If big-ticket deals involved financial powerhouse Citigroup and insurance major AXA which sold its offshore shops - also called captives in outsourcing jargon - to Indian firms, there were smaller
ones as well, such as the one with the California-based biotech firm BioImagene.
“The financial crisis has forced many global firms to sell their captives,” said Som Mittal, president of the National Association of Software and Service Companies (Nasscom), a representative trade body.
“Global enterprises, especially in the financial services sector, who had set up their captives in India during the boom period were forced to sell them to raise money in these hard times,” Mittal said.
Another reason, according to him, was that while enterprises may have cut their information technology budgets to save costs, their technology requirement has not come down. So third-party outsourcing like hiring the services of companies like Tata Consultancy, Infosys
or Wipro, was their best bet.
In October, Citigroup sold its Indian information technology operations to Tata Consultancy Services for $505 million, and awarded the Indian IT major a nine-year, $2.5 billion deal to continue
providing the same services back to it.
Two months later, the company also sold its business-process outsourcing unit to another IT major Wipro for $127 million, and gave the Indian firm a six-year deal worth at least $500 million in exchange.
Then, in May this year, it was the turn of US-based insurance major
AXA to sell its captive outsourcing firm, which employs some 600
people to Capita Group, as part of a 15-year, $836 million deal.
Among the smaller deals, biotechnology company BioImagene, based in Sunnyvale, California, transferred its research-and-development outsourcing centre in India to Symphony Services Corp.
The move was part of the company’s decision to replace most of its 50 overseas software developers with ones in the US. The price paid was no more than the cost of computer equipment in the Indian division.

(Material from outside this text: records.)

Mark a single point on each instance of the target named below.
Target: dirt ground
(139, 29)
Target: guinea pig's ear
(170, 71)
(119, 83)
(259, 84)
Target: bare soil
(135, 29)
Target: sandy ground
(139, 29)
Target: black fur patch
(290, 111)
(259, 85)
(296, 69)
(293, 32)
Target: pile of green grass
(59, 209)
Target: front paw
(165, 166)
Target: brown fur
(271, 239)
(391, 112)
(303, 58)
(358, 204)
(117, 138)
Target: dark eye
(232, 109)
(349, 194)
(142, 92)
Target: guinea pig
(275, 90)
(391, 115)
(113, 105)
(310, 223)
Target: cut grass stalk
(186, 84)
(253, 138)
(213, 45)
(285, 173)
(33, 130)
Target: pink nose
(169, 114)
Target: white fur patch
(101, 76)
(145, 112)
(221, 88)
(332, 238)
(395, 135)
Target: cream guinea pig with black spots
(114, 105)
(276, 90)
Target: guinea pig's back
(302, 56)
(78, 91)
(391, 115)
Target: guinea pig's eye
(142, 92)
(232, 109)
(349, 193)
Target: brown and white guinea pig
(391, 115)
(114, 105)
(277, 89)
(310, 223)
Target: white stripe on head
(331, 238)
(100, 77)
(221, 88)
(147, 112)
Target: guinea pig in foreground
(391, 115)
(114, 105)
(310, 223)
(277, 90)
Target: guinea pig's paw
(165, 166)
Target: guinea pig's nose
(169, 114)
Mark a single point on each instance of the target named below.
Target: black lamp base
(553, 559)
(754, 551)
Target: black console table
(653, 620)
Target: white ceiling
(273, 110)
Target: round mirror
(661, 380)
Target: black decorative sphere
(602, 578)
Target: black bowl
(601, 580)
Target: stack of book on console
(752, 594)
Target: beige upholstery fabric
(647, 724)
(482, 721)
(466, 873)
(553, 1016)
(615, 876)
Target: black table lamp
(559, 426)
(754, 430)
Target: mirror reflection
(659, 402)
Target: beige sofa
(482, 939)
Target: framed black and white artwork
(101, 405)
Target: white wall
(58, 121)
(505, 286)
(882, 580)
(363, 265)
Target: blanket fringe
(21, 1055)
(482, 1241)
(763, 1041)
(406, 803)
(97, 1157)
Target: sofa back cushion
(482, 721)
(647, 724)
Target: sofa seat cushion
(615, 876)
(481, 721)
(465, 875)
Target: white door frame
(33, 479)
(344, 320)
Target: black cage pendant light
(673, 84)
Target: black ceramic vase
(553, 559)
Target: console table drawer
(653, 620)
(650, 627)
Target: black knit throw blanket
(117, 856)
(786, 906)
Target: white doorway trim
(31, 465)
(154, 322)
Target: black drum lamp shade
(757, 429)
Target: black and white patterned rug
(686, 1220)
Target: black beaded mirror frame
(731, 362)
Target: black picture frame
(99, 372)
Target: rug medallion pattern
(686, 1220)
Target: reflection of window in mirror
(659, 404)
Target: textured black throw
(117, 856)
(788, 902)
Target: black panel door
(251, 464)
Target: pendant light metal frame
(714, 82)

According to research and consultancy firm Grant Thornton, the cross-border merger and acquisition deals involving Indian IT and IT-enabled firms increased by nearly 12 percent last year to $3.22
billion in 98 deals.
In 2007, such mergers and acquisitions were worth $2.88 billion over 159 deals. Accordingly, the average deal size in 2008 also increased to $32.86 million compared to $18.15 million, the consultancy said.

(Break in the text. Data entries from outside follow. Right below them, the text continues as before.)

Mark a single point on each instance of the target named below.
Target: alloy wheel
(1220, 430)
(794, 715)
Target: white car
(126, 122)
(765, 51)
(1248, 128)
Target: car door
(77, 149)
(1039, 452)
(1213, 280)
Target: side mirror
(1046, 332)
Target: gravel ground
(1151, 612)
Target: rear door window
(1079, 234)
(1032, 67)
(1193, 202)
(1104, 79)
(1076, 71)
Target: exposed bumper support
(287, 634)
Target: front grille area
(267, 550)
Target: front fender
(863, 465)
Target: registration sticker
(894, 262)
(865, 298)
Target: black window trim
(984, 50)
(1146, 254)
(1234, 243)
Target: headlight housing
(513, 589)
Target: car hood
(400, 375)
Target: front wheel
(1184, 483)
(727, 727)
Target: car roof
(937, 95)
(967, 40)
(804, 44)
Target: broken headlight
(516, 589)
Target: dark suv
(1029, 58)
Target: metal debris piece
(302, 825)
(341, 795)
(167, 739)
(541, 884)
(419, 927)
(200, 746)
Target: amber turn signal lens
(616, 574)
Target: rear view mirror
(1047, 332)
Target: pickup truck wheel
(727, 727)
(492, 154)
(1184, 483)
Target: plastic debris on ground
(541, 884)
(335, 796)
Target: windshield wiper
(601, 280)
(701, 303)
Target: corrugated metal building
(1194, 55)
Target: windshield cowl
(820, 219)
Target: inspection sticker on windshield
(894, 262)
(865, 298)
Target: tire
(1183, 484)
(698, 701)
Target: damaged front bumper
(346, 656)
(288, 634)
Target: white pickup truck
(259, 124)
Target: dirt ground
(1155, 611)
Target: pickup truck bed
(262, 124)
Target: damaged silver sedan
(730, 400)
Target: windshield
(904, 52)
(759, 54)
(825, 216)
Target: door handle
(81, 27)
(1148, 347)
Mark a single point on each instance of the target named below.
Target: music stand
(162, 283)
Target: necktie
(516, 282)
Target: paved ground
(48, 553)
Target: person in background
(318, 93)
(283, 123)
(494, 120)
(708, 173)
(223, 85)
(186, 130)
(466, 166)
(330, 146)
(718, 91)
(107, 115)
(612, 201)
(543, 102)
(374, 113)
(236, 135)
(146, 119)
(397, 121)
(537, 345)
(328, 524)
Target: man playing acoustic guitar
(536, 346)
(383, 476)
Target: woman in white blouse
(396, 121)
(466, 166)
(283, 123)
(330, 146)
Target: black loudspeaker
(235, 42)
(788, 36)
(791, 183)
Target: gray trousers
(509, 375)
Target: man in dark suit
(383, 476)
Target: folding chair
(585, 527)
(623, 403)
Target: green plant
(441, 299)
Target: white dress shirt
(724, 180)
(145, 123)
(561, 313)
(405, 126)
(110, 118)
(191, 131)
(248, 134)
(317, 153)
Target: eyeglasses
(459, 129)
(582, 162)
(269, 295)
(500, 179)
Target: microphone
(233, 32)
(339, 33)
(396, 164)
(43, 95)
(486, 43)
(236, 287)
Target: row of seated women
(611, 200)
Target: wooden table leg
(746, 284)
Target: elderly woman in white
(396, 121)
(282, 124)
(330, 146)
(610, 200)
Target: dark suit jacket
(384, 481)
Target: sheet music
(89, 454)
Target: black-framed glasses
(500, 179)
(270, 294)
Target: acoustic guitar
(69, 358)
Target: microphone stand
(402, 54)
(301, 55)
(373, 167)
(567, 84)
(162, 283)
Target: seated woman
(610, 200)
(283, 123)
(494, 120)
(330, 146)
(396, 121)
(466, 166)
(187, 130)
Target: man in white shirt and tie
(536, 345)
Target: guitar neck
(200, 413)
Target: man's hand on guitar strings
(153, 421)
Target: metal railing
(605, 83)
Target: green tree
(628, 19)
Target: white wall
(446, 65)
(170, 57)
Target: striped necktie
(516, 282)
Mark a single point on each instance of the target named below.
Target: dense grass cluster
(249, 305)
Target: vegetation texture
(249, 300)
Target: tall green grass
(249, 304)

Nikhil Rajpal, principal with global IT consultancy Everest, said apart from the need seen by multinationals to pick cash from as many sources as possible, there were other reasons as well that made them offload their captives.
“Clearly in certain areas, where not much complex work is involved, captive arms are 15-30 percent costlier than outsourcing them to third parties,” Rajpal said.

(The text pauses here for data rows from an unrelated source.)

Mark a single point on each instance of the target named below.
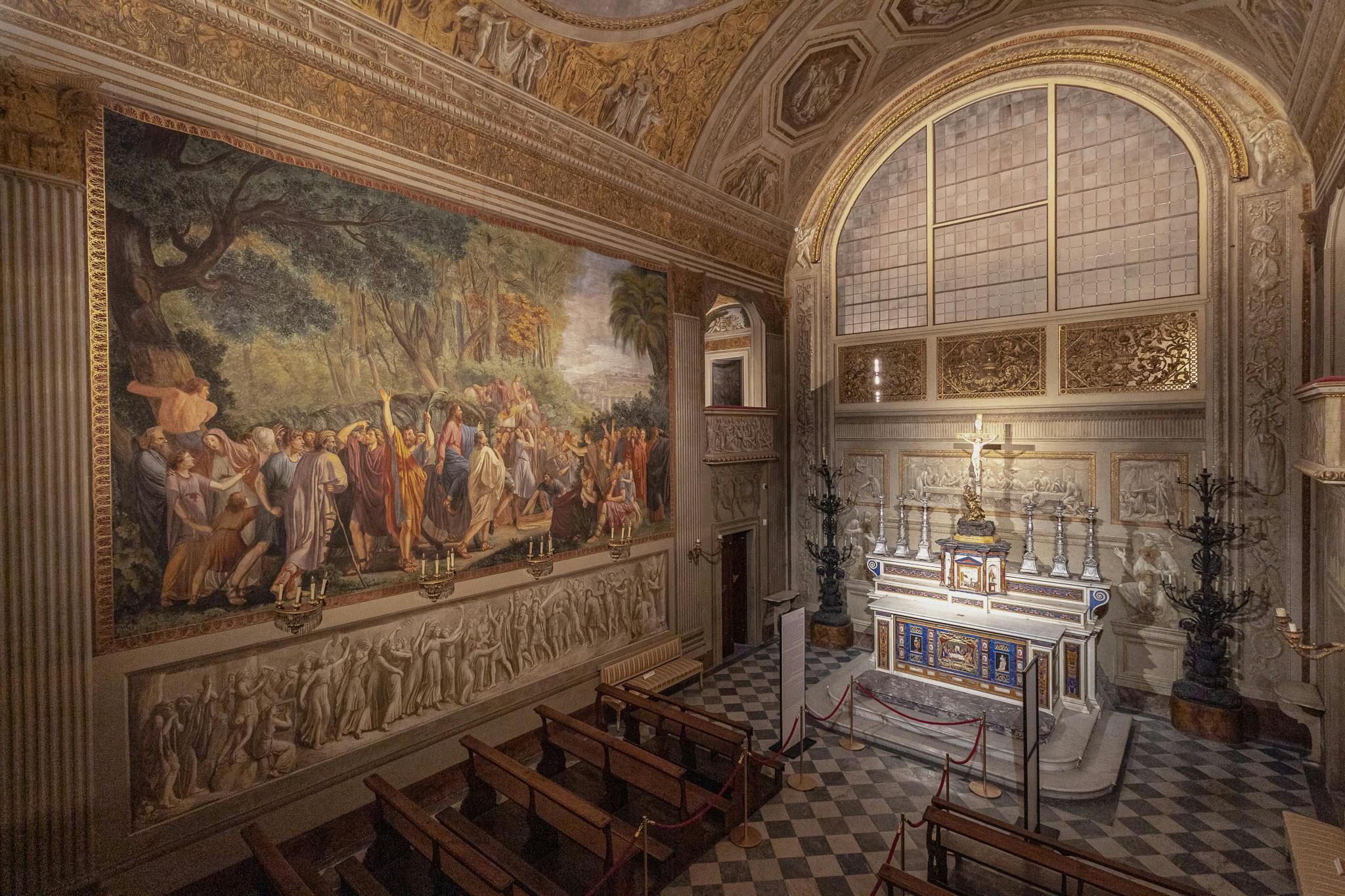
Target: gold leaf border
(1170, 78)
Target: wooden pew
(899, 882)
(451, 856)
(286, 878)
(689, 708)
(622, 763)
(1067, 849)
(550, 807)
(1025, 857)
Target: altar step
(1083, 758)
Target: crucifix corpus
(978, 438)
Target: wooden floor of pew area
(565, 825)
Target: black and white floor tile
(1195, 811)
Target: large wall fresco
(208, 731)
(318, 381)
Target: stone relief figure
(521, 61)
(822, 85)
(237, 723)
(1141, 587)
(753, 182)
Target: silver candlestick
(1060, 563)
(923, 548)
(1029, 559)
(1091, 571)
(903, 548)
(880, 545)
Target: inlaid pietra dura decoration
(1152, 354)
(900, 372)
(314, 378)
(1012, 363)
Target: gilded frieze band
(1012, 363)
(1152, 354)
(899, 367)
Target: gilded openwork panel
(900, 371)
(1152, 354)
(1012, 363)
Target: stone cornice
(340, 42)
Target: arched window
(1030, 200)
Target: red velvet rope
(834, 710)
(927, 721)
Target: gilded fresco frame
(96, 222)
(1091, 457)
(1183, 472)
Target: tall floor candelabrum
(831, 626)
(1204, 703)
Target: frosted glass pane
(992, 267)
(881, 250)
(1128, 209)
(990, 155)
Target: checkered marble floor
(1195, 811)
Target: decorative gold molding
(942, 86)
(1180, 492)
(902, 371)
(1003, 364)
(1152, 354)
(606, 23)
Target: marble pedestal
(1083, 758)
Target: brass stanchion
(643, 836)
(801, 779)
(984, 788)
(850, 743)
(745, 834)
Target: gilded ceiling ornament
(942, 86)
(900, 372)
(1152, 354)
(1011, 363)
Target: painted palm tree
(639, 316)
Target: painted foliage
(317, 379)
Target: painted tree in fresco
(245, 237)
(639, 316)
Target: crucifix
(978, 438)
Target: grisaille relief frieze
(1011, 363)
(206, 731)
(739, 436)
(900, 371)
(1152, 354)
(334, 72)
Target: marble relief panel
(1047, 479)
(202, 733)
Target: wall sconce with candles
(437, 584)
(697, 553)
(1289, 630)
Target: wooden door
(734, 590)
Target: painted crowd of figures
(213, 507)
(244, 726)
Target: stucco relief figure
(822, 83)
(753, 182)
(1146, 565)
(227, 726)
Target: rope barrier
(927, 721)
(834, 710)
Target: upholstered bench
(655, 668)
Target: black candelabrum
(830, 558)
(1208, 628)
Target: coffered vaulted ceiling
(757, 96)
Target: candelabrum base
(1204, 720)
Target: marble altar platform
(1083, 758)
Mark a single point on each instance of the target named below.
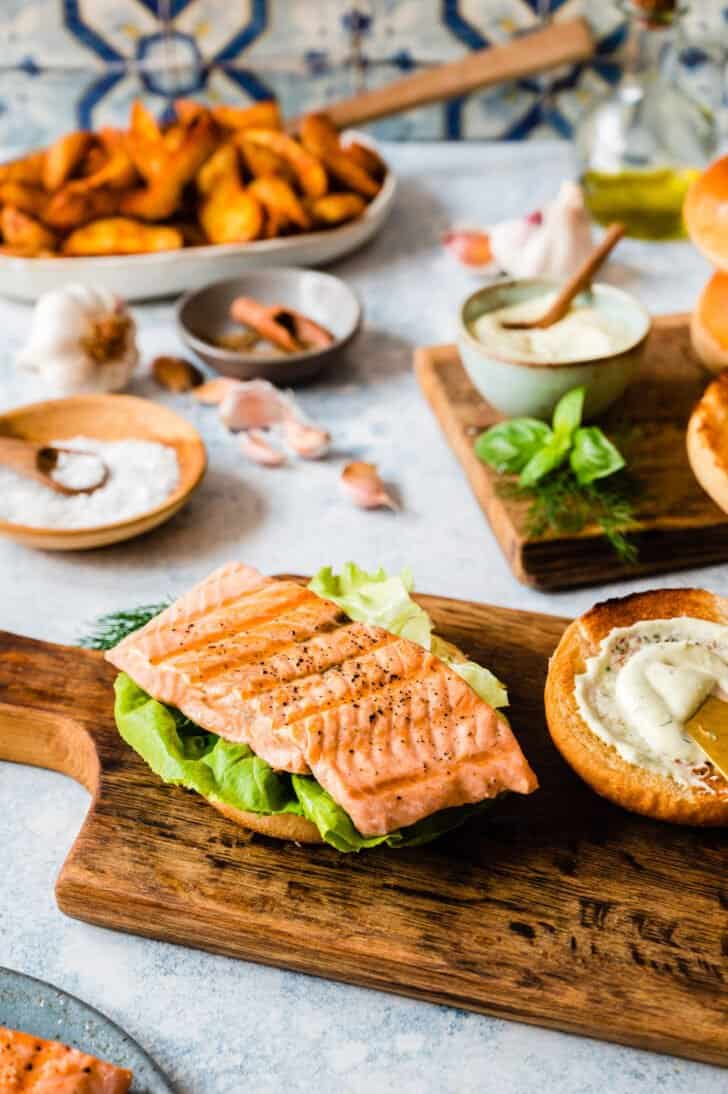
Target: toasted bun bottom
(281, 826)
(598, 763)
(707, 441)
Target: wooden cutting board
(558, 909)
(679, 526)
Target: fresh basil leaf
(567, 415)
(546, 460)
(593, 455)
(509, 445)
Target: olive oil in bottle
(642, 146)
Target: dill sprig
(112, 628)
(558, 502)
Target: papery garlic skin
(552, 243)
(82, 340)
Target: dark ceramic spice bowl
(204, 318)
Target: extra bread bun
(598, 763)
(707, 441)
(281, 826)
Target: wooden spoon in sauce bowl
(576, 283)
(41, 461)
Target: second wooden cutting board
(557, 909)
(678, 526)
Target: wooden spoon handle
(582, 278)
(558, 44)
(21, 456)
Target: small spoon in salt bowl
(576, 283)
(66, 470)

“Earlier, there were fewer options available to overseas firms to outsource their work to Indian companies. Now the Indian outsourcing industry has matured. So some of these global companies have begun to opt out of captives,” he added.
Rajpal, nevertheless, maintained that the demand for captive units will remain, as trends over the past three months indicated that against 17 new outsourcing arms set up in India over the past three
months, only three or four captives were sold.
Giving the big-picture of the outsourcing market, GE Money chief financial officer Jatinder Bhasin said global corporations were bullish about third-party vendors, as back-office requirements were
huge.
“The global back-office industry will be worth about $200 billion by 2010-11, but captives will be able to account for only $33 billion,” he said. “This leaves a huge opportunity for third-party vendors,”
Bhasin said.
Yet industry experts said multinational corporations are not going to give up on setting up or expanding their captive outsourcing operations in India, as such in-house units have a significant edge.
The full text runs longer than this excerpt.